New Ross emigration story comes full circle for Wicklow family
Civic reception held for 50 members of O’Toole family from around world
FIFTY members of an international family with roots in south Wicklow, the O’Toole’s, arrived in New Ross on Thursday, 175 years to the day from when their ancestor left the Wexford port town to travel to Canada.
On May 17, 1848, the family of Patrick and Margaret O'Toole sailed for Quebec on board the Jessie. Starting out in the province of Ontario the family spread throughout Canada and the United States. Wherever they went they made an enormous contribution to their community and their adopted land.
The O’Toole clan, hailing from several different countries but mainly Canada and America, returned to Tinahely to see their ancestral homeland last week, from where Patrick and Margaret O'Toole – joined by many others – walked and took pony and trap on a 12-hour journey to New Ross.
"We had a fabulous reception. We could not have gotten better weather,” said Eleanor Lee of the Coolattin Canadian Connection website, which she runs with her husband Kevin - a historian and published author who has been liaising with the O’Toole family for years on their family history.
His research into the Fitzwilliam family of south Wicklow has been extensive. Their estate, which began in the 17th century with the Wentworth clan, later the Rockinghams and then the Fitzwilliams, ran at one stage to 86,000 acres.
The Fitzwilliam connection with Coollattin ended with the sale of the big house and what remained of the estate during the mid-1970s.
He said Earl Fitzwilliam set up an accommodation programme which the O’Toole’s benefited from in Canada.
Ms Lee said many descendants of people left south Wicklow went on to hold major roles in state office and also in the private sector. Jason Kenny from Carnew, for instance, was a former premier of Alberta in Canada and Eric Kenny went on to become Commander of the Royal Canadian Air Force.
Ms Lee said maps and ship lists kept at Coollattin House have enabled her and Kevin to bring people back to the cottage or field where their ancestors once lived.
The O’Toole family visited Tinahely, Coolattin House and New Ross during their two-week stay in Ireland.
Mr Lee gave a lecture on their history and they enjoyed guided historical tours of Shillelagh and Carnew, before dining in the Earl Fitzwilliam dining room in Coolattin House.
They were greeted by council officials in New Ross on Thursday where singer Stephanie Kinsella, violinist Naoise Carty and Tomás Kavanagh on keyboard, performed at the Emigrant Flame.

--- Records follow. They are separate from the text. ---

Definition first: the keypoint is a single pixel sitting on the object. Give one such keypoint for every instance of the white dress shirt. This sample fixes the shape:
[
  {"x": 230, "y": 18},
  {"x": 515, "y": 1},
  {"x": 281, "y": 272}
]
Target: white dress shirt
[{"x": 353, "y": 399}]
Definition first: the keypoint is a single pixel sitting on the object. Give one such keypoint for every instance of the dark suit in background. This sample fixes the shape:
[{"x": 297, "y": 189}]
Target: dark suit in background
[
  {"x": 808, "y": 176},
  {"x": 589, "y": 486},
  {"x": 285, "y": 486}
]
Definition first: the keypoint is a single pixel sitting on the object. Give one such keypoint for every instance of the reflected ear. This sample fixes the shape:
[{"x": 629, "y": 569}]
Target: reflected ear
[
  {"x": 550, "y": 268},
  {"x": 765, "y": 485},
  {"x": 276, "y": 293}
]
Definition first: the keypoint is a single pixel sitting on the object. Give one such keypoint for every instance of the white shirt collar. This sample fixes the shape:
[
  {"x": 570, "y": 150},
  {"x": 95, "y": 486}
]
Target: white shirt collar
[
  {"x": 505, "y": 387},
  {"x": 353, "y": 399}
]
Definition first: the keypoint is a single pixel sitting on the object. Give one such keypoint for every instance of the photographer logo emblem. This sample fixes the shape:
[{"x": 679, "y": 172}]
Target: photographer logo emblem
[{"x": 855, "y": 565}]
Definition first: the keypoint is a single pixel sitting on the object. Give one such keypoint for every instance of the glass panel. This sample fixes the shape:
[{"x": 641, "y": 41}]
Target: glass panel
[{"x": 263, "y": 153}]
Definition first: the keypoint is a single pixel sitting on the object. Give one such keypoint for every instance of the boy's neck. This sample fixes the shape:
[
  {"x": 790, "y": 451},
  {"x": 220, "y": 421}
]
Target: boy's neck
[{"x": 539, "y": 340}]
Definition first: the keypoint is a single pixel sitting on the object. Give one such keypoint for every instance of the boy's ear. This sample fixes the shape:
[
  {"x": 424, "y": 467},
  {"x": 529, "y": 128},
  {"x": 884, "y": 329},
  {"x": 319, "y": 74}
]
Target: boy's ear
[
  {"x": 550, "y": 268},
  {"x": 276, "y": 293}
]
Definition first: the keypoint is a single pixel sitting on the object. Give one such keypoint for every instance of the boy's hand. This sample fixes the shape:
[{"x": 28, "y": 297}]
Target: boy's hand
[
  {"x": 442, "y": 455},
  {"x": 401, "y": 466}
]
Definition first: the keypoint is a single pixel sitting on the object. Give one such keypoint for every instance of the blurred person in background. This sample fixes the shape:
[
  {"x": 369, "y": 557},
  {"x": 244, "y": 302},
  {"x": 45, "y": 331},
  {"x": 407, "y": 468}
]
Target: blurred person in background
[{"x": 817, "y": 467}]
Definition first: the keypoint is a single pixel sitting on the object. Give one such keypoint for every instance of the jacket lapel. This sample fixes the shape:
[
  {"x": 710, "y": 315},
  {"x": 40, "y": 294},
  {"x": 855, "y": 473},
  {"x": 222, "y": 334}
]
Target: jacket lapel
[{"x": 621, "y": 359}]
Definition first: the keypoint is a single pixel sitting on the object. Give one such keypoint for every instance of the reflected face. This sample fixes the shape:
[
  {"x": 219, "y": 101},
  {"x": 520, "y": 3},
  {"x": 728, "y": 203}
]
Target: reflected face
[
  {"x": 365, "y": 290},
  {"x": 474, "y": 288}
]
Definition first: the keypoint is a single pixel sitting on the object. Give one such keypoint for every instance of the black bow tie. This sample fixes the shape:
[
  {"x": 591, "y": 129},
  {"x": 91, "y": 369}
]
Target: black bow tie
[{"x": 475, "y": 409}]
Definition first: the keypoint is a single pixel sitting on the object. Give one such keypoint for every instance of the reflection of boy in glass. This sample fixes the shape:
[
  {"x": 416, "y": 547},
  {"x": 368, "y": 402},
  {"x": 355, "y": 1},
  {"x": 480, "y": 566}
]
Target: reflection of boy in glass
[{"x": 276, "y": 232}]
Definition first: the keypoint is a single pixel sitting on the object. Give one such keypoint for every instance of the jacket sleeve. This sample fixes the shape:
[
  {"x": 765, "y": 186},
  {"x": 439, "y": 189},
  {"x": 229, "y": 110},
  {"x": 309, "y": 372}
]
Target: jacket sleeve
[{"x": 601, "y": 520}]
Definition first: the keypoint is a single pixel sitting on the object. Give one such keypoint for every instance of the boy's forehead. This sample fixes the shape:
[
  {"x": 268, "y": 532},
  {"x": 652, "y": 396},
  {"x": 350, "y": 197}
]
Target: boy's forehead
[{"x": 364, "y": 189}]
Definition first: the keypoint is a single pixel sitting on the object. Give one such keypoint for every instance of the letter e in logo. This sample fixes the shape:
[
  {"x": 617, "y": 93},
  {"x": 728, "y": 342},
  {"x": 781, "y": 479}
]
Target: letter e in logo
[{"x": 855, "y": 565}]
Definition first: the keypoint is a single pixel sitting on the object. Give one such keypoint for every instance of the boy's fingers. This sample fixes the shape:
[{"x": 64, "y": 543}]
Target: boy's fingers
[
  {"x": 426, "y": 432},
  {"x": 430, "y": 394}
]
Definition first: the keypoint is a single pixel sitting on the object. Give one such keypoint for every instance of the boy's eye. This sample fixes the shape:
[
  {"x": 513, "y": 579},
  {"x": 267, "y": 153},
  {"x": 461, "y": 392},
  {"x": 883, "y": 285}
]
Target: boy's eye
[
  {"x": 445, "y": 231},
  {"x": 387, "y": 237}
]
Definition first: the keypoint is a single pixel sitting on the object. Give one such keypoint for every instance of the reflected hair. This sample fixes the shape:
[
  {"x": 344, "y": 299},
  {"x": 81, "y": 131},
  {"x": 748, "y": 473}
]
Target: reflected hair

Following a tour of the famine ship, they visited the Kennedy Homestead.
Mr Lee said he hopes to collaborate more often with the JFK Trust at the Dunbrody Visitor Centre, saying 800 families left south Wicklow leaving for North America and other far flung destinations from New Ross.
"I think they are both chapters of the same story. It was a very emotional experience for the family to walk through the wonderful Dunbrody centre. When people think of the Famine they invariably think of Mayo, Skibbereen and Galway but they don’t have a monopoly on destitution.”
Ms Lee said the trip the O’Toole’s and other families take to Wicklow and Wexford provide a boost to the economy in the form of accommodation, eating out etc.
Sean Connick of the Dunbrody Visitor Centre said: “It’s a brilliant story. We are always celebrating the Kennedy story but he was just one descendent of someone who left the quayside in Ne Ross. There were thousands. The O’Toole’s story is an actual, factual story coming full circle.”